1. Field of the Invention
The invention relates to a multi-zone diffuser for an axial-flow turbomachine
in which the kink angles of the diffuser inlet both at the hub and at the cylinder of the turbomachine are fixed exclusively for the purpose of evening out the total pressure profile over the duct height at the outlet from the last rotor blade row,
in which means, in the form of streamlined struts, are provided within the deceleration zone of the diffuser for the removal of swirl from the swirling flow,
and in which flow guide rings subdivide the diffuser in multi-duct fashion.
2. Discussion of Background
Such multi-zone diffusers for turbomachines are known from EP-A 265 633. In order to meet the requirements there for the best possible pressure recovery and swirl-free diffuser outlet flow at part load, a straightening grid is provided within the diffuser and this grid extends over the complete height of the flow duct. These means for the removal of swirl involve cylindrical streamlined struts with thick straight profiles arranged uniformly around the periphery. These profiles are designed according to the knowledge available for the construction of turbomachines and are intended to be as insensitive as possible to oblique incident flow. The leading edges of these struts subjected to the incident flow are located relatively far behind the trailing edge of the last rotor blades in order to avoid excitation of the last blade row caused by the pressure field of the struts. This distance is dimensioned in such a way that the leading edge of the struts is located in a plane in which a diffuser area ratio of preferably three is present. This first diffusion zone between the blading and the streamlined struts is therefore intended to remain undisturbed because of the total rotational symmetry. The fact that no interference effects are to be expected between the struts and the blading may be attributed to the fact that the struts only become effective in a plane in which there is already a relatively low velocity level.

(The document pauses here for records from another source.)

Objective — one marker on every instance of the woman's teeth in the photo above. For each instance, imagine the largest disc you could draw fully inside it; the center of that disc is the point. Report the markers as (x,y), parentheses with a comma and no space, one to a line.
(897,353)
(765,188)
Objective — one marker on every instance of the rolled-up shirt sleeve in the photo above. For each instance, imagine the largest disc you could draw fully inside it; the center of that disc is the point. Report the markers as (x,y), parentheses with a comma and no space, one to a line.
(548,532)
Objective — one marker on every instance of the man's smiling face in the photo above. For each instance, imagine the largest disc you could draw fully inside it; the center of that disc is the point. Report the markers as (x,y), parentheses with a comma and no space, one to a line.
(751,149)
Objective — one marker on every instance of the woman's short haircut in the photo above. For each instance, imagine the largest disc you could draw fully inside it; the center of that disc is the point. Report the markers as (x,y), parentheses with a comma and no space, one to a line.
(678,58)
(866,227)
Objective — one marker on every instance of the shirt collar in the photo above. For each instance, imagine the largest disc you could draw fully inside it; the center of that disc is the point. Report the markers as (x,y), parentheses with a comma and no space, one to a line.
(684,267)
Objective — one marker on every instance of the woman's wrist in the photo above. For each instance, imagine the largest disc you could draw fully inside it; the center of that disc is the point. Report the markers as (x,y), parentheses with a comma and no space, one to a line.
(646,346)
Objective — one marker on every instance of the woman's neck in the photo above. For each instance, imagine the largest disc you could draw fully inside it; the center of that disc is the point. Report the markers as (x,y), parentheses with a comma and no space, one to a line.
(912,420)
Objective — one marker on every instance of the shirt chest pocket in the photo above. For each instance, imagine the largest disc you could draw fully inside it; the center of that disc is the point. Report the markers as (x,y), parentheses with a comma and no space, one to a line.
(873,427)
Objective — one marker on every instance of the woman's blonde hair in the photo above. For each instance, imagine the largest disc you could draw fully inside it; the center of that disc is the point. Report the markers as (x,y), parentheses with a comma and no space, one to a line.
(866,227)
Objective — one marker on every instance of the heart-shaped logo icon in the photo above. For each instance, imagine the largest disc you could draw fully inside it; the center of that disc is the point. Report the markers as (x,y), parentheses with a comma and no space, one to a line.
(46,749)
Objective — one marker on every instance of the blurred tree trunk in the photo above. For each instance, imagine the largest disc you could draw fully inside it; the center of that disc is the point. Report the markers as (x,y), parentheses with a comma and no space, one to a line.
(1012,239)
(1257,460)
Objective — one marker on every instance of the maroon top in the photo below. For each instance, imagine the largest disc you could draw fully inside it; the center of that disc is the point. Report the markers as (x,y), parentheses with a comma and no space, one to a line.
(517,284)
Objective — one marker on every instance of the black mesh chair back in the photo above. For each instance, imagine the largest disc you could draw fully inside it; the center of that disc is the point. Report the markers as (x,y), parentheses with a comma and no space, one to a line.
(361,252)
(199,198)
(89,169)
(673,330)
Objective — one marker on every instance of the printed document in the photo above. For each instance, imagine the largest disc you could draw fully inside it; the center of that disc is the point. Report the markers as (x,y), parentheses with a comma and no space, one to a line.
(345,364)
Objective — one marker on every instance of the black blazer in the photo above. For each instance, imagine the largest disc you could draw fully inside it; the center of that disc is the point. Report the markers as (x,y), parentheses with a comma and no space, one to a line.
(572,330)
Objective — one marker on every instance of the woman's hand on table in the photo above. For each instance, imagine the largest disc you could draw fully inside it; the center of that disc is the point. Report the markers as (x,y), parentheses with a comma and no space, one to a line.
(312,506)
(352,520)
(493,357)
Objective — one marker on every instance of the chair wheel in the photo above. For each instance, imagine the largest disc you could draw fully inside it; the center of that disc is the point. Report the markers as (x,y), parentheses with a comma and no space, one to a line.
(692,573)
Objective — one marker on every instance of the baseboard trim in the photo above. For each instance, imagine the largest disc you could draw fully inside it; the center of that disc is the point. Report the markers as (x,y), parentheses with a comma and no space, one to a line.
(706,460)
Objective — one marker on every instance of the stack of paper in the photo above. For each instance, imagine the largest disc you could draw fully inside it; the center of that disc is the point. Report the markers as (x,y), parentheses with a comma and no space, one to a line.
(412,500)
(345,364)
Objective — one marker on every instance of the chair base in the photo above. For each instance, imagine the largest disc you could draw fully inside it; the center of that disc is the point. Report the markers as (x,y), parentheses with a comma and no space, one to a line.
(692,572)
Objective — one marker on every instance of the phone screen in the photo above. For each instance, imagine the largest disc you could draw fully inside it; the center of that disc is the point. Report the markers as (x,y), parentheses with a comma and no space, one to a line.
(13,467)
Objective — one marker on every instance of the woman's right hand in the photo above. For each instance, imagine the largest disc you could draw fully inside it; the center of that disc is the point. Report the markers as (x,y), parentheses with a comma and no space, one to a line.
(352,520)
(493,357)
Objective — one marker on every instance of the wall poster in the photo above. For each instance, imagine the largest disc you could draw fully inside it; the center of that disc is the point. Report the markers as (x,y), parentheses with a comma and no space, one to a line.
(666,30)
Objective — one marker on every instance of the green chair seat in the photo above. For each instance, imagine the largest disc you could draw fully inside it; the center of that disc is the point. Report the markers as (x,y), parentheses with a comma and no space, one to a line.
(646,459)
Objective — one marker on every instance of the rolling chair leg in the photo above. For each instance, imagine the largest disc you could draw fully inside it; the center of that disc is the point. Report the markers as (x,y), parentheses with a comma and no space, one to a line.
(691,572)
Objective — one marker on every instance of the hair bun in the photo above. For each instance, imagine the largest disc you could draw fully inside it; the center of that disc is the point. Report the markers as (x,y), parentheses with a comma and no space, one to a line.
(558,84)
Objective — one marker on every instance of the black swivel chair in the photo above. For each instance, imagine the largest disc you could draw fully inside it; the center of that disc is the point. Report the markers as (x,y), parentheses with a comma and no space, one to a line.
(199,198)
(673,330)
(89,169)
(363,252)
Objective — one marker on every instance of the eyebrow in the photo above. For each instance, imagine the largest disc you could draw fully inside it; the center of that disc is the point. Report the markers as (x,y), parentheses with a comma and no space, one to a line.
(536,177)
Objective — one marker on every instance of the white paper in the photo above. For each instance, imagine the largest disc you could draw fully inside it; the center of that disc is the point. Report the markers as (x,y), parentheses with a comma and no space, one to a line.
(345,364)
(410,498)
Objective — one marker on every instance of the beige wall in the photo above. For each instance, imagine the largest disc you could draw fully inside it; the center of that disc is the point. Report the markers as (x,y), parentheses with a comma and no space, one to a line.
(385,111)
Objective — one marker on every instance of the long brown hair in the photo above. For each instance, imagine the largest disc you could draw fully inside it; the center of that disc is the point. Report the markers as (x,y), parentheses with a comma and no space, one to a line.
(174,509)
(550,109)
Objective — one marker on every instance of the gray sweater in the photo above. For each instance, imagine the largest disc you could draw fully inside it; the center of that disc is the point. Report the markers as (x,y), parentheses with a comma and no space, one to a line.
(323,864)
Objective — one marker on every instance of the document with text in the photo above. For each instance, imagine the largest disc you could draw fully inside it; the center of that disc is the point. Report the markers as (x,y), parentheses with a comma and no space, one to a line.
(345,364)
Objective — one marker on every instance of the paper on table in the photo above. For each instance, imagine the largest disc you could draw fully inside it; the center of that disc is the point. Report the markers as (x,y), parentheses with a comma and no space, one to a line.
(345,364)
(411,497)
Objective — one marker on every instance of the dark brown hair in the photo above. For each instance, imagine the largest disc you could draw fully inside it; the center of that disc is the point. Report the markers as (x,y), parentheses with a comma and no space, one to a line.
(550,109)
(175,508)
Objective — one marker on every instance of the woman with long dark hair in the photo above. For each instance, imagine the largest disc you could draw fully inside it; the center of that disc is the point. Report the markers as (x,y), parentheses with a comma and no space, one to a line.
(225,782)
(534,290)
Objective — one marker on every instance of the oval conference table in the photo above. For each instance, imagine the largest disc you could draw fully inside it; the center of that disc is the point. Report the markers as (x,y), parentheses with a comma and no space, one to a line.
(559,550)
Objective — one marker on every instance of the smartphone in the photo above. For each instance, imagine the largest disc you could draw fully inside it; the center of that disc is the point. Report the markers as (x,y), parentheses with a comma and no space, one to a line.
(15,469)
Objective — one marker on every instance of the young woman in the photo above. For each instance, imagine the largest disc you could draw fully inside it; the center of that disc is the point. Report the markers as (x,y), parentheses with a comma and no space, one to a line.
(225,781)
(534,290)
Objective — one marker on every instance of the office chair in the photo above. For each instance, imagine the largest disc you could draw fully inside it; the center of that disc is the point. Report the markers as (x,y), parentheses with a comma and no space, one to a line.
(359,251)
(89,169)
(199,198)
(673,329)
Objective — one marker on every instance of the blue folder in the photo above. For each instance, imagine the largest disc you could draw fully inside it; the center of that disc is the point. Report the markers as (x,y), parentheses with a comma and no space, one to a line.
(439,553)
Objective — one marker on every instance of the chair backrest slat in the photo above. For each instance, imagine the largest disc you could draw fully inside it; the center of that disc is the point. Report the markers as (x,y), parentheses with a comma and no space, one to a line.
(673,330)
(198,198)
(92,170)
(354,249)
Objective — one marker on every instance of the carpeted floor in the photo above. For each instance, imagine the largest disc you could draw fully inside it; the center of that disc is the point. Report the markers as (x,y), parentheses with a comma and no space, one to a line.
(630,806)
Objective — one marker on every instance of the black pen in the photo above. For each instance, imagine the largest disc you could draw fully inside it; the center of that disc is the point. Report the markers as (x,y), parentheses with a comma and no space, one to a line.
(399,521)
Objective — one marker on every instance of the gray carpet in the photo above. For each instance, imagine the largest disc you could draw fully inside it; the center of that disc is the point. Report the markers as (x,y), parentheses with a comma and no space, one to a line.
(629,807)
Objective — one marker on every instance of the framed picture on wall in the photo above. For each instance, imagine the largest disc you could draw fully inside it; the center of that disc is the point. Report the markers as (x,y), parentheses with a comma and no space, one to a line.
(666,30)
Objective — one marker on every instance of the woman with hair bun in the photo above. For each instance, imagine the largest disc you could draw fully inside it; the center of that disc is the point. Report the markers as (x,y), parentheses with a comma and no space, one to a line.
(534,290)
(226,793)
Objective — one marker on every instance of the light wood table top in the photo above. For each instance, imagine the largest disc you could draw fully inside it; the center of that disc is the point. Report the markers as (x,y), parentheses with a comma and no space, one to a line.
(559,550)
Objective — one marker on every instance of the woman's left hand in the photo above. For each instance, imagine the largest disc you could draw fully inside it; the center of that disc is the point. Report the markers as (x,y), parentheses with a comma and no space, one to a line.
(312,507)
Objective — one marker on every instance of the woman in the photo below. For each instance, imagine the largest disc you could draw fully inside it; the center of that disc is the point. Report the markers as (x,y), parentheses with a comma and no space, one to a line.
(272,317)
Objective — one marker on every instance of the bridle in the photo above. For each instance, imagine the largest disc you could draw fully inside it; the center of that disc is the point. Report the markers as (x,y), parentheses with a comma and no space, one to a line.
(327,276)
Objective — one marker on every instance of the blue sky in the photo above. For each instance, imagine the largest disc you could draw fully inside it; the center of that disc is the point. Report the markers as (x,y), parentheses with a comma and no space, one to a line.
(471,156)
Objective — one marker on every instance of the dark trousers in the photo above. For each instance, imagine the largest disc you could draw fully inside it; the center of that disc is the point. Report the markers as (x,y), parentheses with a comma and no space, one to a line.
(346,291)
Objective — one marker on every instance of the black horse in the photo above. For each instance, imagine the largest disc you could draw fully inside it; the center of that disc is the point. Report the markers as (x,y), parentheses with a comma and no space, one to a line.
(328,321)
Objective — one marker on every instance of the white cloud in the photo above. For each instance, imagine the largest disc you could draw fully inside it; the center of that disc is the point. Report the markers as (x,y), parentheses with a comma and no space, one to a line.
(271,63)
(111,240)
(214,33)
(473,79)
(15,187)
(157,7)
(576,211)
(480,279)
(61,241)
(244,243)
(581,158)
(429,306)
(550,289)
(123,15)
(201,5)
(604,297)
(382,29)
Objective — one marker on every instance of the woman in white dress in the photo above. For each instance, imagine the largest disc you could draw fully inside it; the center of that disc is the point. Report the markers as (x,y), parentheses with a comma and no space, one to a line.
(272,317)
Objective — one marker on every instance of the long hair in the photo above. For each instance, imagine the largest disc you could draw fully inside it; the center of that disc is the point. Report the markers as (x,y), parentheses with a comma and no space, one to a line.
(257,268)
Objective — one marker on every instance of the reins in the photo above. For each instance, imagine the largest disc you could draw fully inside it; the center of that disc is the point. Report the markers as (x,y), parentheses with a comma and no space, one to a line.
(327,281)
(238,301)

Because the opening angle of conventional highly-loaded blading of turbines far exceeds that of a good diffuser, the known diffuser is subdivided into a plurality of partial diffusers by means of flow guide rings in order to support the flow in the radial direction. These guide rings extend from a plane directly at outlet from the blading to a plane at which a diffusion ratio of three is reached, i.e. over the whole of the first diffusion zone. For vibration reasons, these guide rings should preferably be configured in one piece. This leads to a solution without a split plane, which is disadvantageous for assembly reasons. In addition, the guide rings lead to large diameters so that transport problems can arise.
A second diffusion zone extends from the leading edge of the thick streamlined struts to the maximum profile thickness of the struts. The de-swirling of the flow is intended to take place to a major extent in this second zone and, in fact, substantially without deceleration. In a third, subsequent diffusion zone in the form of a straight diffuser, the flow--which at this time is practically swirl-free--is further decelerated.
In addition to maximum pressure recovery, particularly at part load, all these measures are also intended to achieve a reduction in the design length of the installation.
In conventional gas turbines, the flow onto the diffuser at idle has a velocity ratio c.sub.t /c.sub.n of approximately 1.2, where c.sub.t is the tangential velocity and c.sub.n is the axial velocity of the medium. This oblique incident flow leads to a reduction in the pressure recovery C.sub.p.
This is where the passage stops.